Employees Overwhelmed by the Deluge of Data
A significant majority of ITDMs were overwhelmed by the extent and amount of data that they are hoarding. However, while 76 percent of ITDMs feel that digital hoarding is one of the biggest IT problems at their company – 86 percent feel that non-IT executives don’t understand how big of a problem it can be.
More than three quarters (77 percent) of ITDMs frequently have to take time away from their daily responsibilities at work to solve problems caused by digital hoarding – and on average, they encounter 4 issues per week. On average, ITDMs feel that 44 percent of the employees at their company are digital hoarders, whereas 70 percent of office professionals self-identify as digital hoarders. What is clear is that employees struggle to determine if data has long-term importance or value. As a result, 47 percent of them are afraid they’ll eventually need to refer to the data again and they aren’t sure which files should be kept or deleted.
ITDMs Admit to Storing Items that could be Harmful to the Company
The amount of data their company stores would increase the time it takes to respond to a data breach, according to 83 percent of ITDMs.

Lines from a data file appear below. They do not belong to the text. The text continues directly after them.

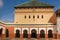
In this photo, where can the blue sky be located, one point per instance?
(7, 8)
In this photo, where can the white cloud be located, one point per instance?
(1, 3)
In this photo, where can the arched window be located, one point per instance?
(33, 16)
(33, 33)
(29, 16)
(17, 33)
(38, 16)
(50, 34)
(25, 34)
(42, 16)
(7, 33)
(25, 17)
(42, 34)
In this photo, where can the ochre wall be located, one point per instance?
(20, 13)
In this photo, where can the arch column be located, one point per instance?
(38, 35)
(34, 29)
(44, 31)
(21, 35)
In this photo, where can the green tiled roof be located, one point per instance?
(33, 4)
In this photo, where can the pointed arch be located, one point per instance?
(25, 34)
(42, 34)
(33, 33)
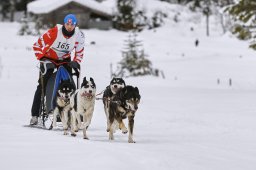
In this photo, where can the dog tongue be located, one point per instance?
(87, 94)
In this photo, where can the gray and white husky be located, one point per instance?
(65, 91)
(82, 106)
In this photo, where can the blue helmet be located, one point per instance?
(70, 18)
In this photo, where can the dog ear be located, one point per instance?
(91, 79)
(123, 81)
(84, 81)
(137, 91)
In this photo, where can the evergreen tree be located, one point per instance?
(244, 13)
(5, 8)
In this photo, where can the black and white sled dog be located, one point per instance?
(115, 85)
(124, 104)
(65, 90)
(82, 106)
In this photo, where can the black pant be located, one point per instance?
(38, 93)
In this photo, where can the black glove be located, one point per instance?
(75, 65)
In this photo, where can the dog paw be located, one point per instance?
(124, 131)
(131, 141)
(86, 138)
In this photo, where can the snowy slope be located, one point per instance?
(185, 122)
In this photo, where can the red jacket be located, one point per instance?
(55, 46)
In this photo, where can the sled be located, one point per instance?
(48, 99)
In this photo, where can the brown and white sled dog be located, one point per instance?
(82, 105)
(115, 85)
(65, 90)
(124, 104)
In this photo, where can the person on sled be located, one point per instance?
(56, 45)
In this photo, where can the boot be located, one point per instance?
(34, 120)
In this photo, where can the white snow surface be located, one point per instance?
(44, 6)
(186, 121)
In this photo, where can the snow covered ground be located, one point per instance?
(186, 121)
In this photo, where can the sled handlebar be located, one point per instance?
(49, 64)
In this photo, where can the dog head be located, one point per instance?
(88, 88)
(130, 96)
(116, 84)
(65, 90)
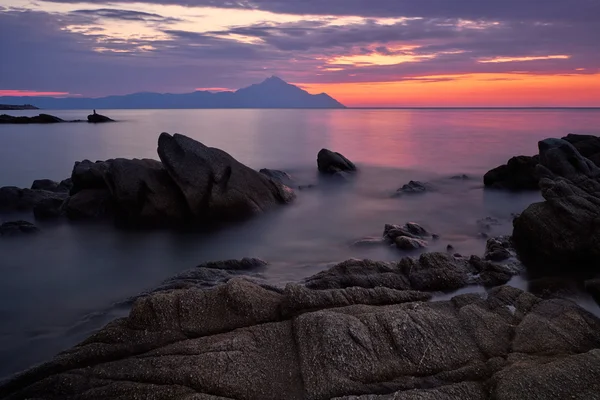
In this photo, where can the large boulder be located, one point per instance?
(332, 163)
(562, 231)
(518, 174)
(243, 341)
(214, 185)
(98, 118)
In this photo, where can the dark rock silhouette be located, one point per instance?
(271, 93)
(98, 118)
(333, 163)
(563, 231)
(520, 172)
(40, 119)
(17, 228)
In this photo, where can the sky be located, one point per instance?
(391, 53)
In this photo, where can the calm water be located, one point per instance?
(59, 286)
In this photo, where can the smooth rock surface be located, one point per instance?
(330, 162)
(242, 341)
(563, 232)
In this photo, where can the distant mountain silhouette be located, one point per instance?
(271, 93)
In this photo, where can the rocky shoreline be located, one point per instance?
(359, 330)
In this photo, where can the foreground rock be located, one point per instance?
(39, 119)
(16, 199)
(563, 231)
(17, 228)
(98, 118)
(243, 341)
(332, 163)
(520, 172)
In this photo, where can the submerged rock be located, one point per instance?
(329, 162)
(98, 118)
(413, 187)
(215, 186)
(16, 228)
(39, 119)
(562, 231)
(243, 341)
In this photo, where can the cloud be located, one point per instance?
(125, 15)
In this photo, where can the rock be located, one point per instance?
(89, 175)
(329, 162)
(498, 249)
(98, 118)
(562, 233)
(412, 187)
(15, 199)
(90, 204)
(215, 186)
(242, 341)
(48, 208)
(370, 242)
(518, 174)
(40, 119)
(16, 228)
(406, 243)
(143, 194)
(278, 176)
(593, 287)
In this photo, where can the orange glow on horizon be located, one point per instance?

Moreover, what is being retained could itself be harmful, with 73 percent of office professionals and 91 percent of ITDMs in Singapore admitting they save ’harmful’ files – which is significantly more than office professionals (62 percent) and ITDMs globally (83 percent). These include: unencrypted personnel records, job applications to other companies, unencryptedcompany secrets and embarrassing employee correspondence.
Personal files also make up quite a bit of the ‘junk’ saved, with 91 percent of ITDMs admitting to saving unnecessary personal files.
Data Hoarding Behavior could mean GDPR Compliance Failure
In May 2018, the European Parliament will implement the European General Data Protection Regulation (GDPR), a set of EU- wide laws designed to harmonize data protection across the region. Both EU-based companies and those outside doing business within it are affected.
With a focus on protecting EU citizens and their data from misuse and lax data security, the consequences for non-compliance are potentially huge. Maximum non-compliance fines are the higher of $22.3 million USD (€20 million) or up to four percent of worldwide turnover.
“As Singapore moves towards becoming a digital society, virtually every organization struggles with the challenges brought on by the exponential data growth. As a result, office professionals and IT departments have the tendency to safeguard all the information on hand for ‘potential’ use in the future,” said Victor Cheng, Managing Director, Asia South Region, Veritas.
“To make matters worse, employees do not view data hoarding as a threat, thus placing data clean-up on the low priority list. It’s time to make data clean-up a priority while causing minimal disruption within the organization in order to prevent breaches in the future.”
This research was conducted by Wakefield Research on behalf of Veritas Technologies across 13 countries and more than 10,000 office professionals and ITDMs.